The government has so far announced £4bn of the £9.2bn committed to energy efficiency measures in its 2019 manifesto, according to the Environmental Audit Committee (EAC).
However, the EAC warned that the government has underestimated the cost to decarbonise homes by 2050, by around £35bn to £65bn.
Now that at least part of the funding has arrived, EMEA head of environment at Norton Rose Fulbright, Caroline May called for a delivery authority board to ensure the government sticks to its commitments.
“The decarbonisation strategy is a real statement of intent by the government, building on its 10 Point Plan for the green industrial revolution last year and following on the climate change committee’s Sixth Carbon Budget report as well, which made clear we may have set the policy framework but there’s a long way to go in delivery,” May explained.
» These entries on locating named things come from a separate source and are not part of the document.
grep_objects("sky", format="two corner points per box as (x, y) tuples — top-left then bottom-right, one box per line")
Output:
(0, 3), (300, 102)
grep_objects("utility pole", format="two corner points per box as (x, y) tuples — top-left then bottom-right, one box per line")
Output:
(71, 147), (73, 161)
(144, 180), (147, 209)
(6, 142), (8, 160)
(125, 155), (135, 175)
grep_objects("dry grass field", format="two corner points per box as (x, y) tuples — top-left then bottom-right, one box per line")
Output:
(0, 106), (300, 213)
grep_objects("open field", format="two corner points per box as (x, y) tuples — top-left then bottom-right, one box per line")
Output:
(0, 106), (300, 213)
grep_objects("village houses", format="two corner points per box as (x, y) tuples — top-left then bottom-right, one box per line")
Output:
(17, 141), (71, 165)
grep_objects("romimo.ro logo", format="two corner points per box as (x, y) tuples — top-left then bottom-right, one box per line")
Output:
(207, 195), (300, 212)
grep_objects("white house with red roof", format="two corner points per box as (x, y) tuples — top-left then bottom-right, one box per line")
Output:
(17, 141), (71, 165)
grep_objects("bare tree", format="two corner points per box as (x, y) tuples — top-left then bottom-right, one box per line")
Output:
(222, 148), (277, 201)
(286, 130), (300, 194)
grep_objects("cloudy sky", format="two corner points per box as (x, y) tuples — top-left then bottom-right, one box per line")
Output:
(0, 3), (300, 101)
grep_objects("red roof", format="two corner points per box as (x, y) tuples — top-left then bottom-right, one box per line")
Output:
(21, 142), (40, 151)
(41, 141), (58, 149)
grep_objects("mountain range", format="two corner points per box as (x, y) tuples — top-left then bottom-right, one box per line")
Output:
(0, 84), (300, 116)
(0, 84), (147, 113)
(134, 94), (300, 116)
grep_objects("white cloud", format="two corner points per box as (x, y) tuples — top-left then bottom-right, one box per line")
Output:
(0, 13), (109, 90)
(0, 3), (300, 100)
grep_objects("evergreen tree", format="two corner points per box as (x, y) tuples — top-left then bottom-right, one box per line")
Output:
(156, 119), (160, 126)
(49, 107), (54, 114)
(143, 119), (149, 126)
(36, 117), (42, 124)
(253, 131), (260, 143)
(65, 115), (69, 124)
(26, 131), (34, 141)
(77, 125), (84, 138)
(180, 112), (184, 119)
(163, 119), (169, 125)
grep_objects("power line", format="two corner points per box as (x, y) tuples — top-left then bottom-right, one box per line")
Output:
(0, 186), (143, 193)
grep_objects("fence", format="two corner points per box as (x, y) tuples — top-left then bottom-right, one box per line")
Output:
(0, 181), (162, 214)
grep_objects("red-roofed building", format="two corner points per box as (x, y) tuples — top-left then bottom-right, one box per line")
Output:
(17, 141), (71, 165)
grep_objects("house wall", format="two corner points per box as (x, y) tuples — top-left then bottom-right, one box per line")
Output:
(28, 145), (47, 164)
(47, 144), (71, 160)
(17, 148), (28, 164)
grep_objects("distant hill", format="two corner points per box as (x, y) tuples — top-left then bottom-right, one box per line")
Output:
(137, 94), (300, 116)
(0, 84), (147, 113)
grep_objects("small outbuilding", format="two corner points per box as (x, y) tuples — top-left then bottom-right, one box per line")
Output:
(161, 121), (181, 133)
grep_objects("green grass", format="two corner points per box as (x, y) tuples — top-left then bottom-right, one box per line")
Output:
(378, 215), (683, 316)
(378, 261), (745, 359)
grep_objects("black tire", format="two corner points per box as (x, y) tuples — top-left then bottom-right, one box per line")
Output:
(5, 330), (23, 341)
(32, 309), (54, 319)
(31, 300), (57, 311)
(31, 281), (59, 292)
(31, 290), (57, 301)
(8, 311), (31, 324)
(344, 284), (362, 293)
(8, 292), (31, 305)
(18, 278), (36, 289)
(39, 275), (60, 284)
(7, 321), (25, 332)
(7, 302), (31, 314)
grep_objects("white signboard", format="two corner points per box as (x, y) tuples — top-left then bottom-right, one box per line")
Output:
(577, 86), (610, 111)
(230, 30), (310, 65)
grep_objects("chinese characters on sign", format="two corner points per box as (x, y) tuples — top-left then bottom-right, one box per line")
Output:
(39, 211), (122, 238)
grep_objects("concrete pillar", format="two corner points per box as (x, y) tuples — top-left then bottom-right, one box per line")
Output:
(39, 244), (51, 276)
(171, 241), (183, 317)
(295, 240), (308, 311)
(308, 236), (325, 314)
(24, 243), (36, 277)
“For this government, it’s part of levelling up, creating jobs and green jobs in the north of England and in some of our coastal regions which have been helped by the renewable sector.”
Marsh agreed, adding that “the policy is all there, and the direction of travel is clear, but the challenge now is turning that policy into actual strategy and delivery.”
There has also been a “lack of direction”, Streeter argued, which has been “stalling” the delivery of green projects. “The Environmental Audit Committee has warned that the 2050 target will be missed unless urgent action is taken to improve the energy efficiency of homes this decade, criticising poorly designed grant schemes for failing to make a big impact.”
COP26 and the UK’s green industrial revolution is a way the country can rebrand itself as ‘global Britain’ post-Brexit, May continued. “The very clear message that we’re getting from the Cabinet Office is that this is a massive opportunity for UK plc to rebrand itself at the heart of this whole agenda and as a world leader.”
With the government offering fiscal backing ahead of its seat at the helm of COP26, the UK has an opportunity to show world leaders what it can offer without EU strings attached.
May added: “It’s got to be the right way for the UK to remerge from Brexit, rebrand itself to the world as open for business, and open for technology.”
“In normal circumstances the amount of money that’s being pledged for the fight against climate change is huge,” Christie-Miller noted. “Some of the ambitions around the national infrastructure bank are really promising and actually show that there’s a real appetite in government to try and mobilise that private sector finance for public dividends in terms of investing in green infrastructure.”